Ela me olhou com a boca entreaberta e um olhar completamente rendido, os olhos brilhando de tesão. Fomos as três pra borda da piscina, a Laura molhou a borda com a mão pra não queimar a bunda e sentou ali, abrindo as pernas devagar, revelando finalmente a buceta completamente pra mim e pra Mariana.
Que coisa linda era aquilo, Jesus me chicoteia!
Quando ela abriu bem as pernas, eu vi tudo. O clitóris dela era daqueles de mulher que toma bomba, grande, gordinho, a capinha mal tampando a cabeça rosada e inchada. Aquilo justificava o corpão dela, os peitos grandes, a bunda empinada... se bem que a voz dela era bem feminina, rouca mas suave. Os lábios pequenos eram delicados, rosados, já brilhando de melado misturado com água. Os pelinhos aparados deixavam tudo ainda mais exposto e convidativo. Eu fiquei olhando hipnotizada, com meu corpo tremendo como se nunca tivesse feito aquilo na vida.
Olhei pra Mariana e ela entendeu meu olhar na hora. A gente se aproximou juntas, como duas vampiras. A Mariana foi primeiro, abaixando a cabeça e passando a língua devagar por todo o comprimento daquele clitóris grande, lambendo com vontade, chupando a cabecinha inchada. A Laura soltou um gemido alto, a mão indo direto pros cabelos da minha prima, puxando de leve.
Eu não fiquei atrás. Me encaixei do lado, lambendo a lateral do grelo dela enquanto a Mariana chupava a ponta, nossas línguas se tocando de vez em quando no meio do caminho. O gosto era doce e salgado ao mesmo tempo, quente, molhado pra caralho.

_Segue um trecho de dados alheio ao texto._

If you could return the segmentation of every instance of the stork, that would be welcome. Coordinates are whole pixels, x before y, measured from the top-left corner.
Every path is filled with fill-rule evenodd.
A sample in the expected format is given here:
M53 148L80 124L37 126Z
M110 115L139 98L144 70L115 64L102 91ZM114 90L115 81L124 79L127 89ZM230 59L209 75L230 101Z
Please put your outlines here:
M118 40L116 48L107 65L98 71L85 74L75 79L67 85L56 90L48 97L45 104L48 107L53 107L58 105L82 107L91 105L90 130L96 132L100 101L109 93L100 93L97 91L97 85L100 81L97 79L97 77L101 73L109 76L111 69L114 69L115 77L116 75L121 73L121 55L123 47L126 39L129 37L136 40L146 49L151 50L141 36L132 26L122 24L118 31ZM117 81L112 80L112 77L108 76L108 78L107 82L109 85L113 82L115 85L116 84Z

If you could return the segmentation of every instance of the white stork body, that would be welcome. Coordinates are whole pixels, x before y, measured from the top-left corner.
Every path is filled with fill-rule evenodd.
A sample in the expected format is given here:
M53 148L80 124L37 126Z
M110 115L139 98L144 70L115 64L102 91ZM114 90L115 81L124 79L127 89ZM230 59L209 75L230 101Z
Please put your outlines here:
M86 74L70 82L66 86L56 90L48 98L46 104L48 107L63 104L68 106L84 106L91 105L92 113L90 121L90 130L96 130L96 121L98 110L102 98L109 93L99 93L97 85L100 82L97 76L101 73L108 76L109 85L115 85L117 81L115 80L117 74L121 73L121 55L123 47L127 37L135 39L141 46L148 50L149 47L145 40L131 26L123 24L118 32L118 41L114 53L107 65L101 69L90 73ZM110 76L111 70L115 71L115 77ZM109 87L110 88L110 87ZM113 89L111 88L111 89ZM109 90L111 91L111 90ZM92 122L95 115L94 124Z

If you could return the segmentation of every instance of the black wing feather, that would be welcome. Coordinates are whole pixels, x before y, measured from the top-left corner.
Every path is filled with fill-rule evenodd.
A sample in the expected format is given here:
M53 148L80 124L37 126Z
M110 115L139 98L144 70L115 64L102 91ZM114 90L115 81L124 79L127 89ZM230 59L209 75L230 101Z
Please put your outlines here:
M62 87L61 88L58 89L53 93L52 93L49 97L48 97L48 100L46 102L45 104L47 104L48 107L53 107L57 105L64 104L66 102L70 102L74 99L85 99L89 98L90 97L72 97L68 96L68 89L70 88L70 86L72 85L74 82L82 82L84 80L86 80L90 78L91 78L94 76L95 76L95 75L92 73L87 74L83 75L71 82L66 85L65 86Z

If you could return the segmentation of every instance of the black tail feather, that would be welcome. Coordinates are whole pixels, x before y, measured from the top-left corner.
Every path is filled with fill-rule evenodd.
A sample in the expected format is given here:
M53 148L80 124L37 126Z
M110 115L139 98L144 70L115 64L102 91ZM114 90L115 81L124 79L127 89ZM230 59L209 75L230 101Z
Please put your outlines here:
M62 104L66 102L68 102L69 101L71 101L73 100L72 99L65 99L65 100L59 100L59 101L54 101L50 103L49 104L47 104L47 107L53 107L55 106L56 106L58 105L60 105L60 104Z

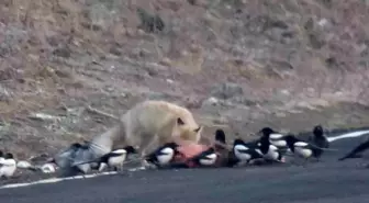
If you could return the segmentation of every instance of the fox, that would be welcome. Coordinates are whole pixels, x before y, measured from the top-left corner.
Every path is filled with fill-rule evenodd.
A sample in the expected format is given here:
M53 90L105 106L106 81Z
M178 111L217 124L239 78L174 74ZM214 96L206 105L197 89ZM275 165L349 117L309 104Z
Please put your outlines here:
M93 137L90 148L98 157L118 147L135 146L143 159L169 142L198 144L202 129L203 125L197 123L188 109L167 101L146 100L121 115L116 125Z

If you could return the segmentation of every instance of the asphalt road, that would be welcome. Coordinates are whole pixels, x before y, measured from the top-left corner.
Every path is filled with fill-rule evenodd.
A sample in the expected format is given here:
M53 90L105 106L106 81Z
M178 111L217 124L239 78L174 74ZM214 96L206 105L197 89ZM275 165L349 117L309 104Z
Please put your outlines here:
M362 203L369 169L362 159L337 161L364 137L332 143L317 163L235 169L138 171L1 189L5 203ZM369 161L368 161L369 162Z

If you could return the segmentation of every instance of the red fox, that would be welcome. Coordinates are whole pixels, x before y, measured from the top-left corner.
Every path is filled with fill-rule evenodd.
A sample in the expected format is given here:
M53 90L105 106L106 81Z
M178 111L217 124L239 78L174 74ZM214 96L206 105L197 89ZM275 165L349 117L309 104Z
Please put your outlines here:
M171 140L199 143L203 126L186 108L166 101L148 100L136 104L120 117L118 125L91 140L96 156L116 146L137 147L141 157Z

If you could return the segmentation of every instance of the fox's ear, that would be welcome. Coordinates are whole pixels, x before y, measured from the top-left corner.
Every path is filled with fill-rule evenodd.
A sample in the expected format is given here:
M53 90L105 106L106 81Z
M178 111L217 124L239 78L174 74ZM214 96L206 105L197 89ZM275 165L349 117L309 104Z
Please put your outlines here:
M185 125L185 122L183 122L182 119L178 117L178 119L177 119L177 124L178 124L178 125Z

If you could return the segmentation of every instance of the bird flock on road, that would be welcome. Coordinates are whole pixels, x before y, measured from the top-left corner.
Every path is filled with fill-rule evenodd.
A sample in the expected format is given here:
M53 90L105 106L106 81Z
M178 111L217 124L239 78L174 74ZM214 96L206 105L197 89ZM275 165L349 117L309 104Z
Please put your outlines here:
M171 142L145 156L145 161L147 167L156 169L219 168L258 163L287 163L290 161L287 161L286 158L293 157L292 160L300 159L302 161L300 163L304 166L309 160L320 161L324 151L337 150L329 148L329 142L321 125L314 126L312 135L308 139L302 139L293 134L283 135L271 127L261 128L257 135L258 138L247 143L242 138L235 138L233 145L228 146L224 131L219 128L215 131L213 144L208 149L199 151L195 156L183 156L178 150L180 145ZM355 147L338 160L359 158L361 157L360 153L368 147L369 140ZM54 173L66 168L68 168L69 172L74 171L82 174L91 172L91 170L97 172L108 169L123 171L123 165L127 162L130 156L137 154L134 147L125 146L124 148L114 149L98 159L70 163L77 151L88 150L89 143L74 143L41 166L33 166L25 160L18 161L11 153L0 150L0 178L12 178L18 168L43 173ZM134 158L131 159L131 161L135 160Z

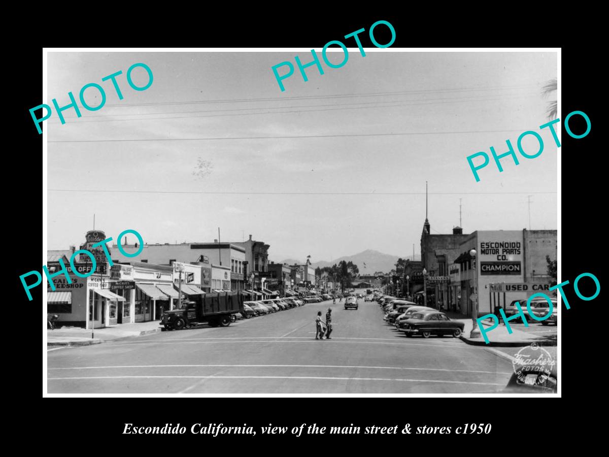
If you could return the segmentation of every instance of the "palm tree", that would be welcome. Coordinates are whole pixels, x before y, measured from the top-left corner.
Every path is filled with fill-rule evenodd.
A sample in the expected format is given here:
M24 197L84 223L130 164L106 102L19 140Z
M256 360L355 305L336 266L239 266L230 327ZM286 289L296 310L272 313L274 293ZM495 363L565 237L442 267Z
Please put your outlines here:
M541 93L544 97L547 96L552 92L555 92L558 88L558 80L556 78L551 79L543 87ZM556 119L556 115L558 114L558 102L556 100L547 104L547 118L551 121Z

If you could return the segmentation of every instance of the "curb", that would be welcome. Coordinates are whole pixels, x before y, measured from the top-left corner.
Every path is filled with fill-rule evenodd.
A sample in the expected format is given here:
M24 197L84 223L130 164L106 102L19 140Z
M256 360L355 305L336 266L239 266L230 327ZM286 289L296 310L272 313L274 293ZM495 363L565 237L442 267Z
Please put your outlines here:
M529 341L516 340L514 341L489 341L487 344L485 342L484 339L481 341L474 341L465 338L463 336L463 334L459 338L461 339L461 341L465 341L467 344L471 344L474 346L484 346L484 347L492 347L493 346L495 347L518 347L519 346L528 346L532 342L536 342L535 340Z
M102 342L102 340L99 338L95 338L84 341L55 341L54 342L48 341L46 345L47 347L49 346L90 346L91 344L99 344L100 342Z

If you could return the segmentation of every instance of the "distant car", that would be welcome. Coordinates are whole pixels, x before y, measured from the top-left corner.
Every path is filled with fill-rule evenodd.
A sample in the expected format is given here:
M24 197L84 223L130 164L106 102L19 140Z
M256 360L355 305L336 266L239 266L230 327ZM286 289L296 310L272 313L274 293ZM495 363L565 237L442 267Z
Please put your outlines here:
M256 311L249 305L244 303L243 303L243 314L245 314L244 317L245 319L249 319L256 316Z
M266 305L267 306L270 306L271 308L272 308L275 310L273 312L276 312L278 311L281 310L281 308L279 307L279 305L277 305L277 303L276 303L272 300L263 300L262 304Z
M465 324L459 321L451 321L443 313L430 311L415 313L412 317L400 324L400 330L406 336L420 335L429 338L432 335L452 335L455 338L460 336Z
M349 310L352 308L356 310L359 308L357 300L355 297L347 297L347 300L345 300L345 309Z
M256 313L256 316L269 314L269 308L258 302L245 302L245 304L250 306Z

Eu desci um pouco e enfiei a língua entre os lábios pequenos, sentindo a entrada apertadinha pulsando, enquanto a Mariana continuava mamando aquele clitóris gordinho como se fosse um bico de peito.
— Ai, porra... vocês duas... — Laura gemeu, a voz rouca, as coxas tremendo em volta da nossa cabeça.
Eu tava encantada. O jeito que o corpo dela reagia, os gemidos saindo cada vez mais altos, a buceta pulsando contra nossas línguas... Minha própria periquita tava dolorida, pedindo contato, ainda maltratada da noite anterior, mas o tesão não deixava eu parar.
A Mariana tava com a boca toda nela, chupando aquele clitóris gordinho com fome, os dedos enfiados levemente como se tivesse pedindo passagem. A Laura tava completamente jogada pra trás na borda da piscina, o corpo tremendo em espasmos, a boca aberta soltando gemidos aos berro quase. Parecia que ela tinha gozado e a gente nem tinha se dado conta no meio daquela bagunça molhada.
Fiquei ajeitando o cabelo da Mariana, tirando as mechas molhadas do rosto dela, e dando beijinhos no rosto da minha prima enquanto assistia ela chupar a moça como se fosse uma cadelinha faminta. Ver a Mariana assim, tão safada, me deixava ainda mais molhada.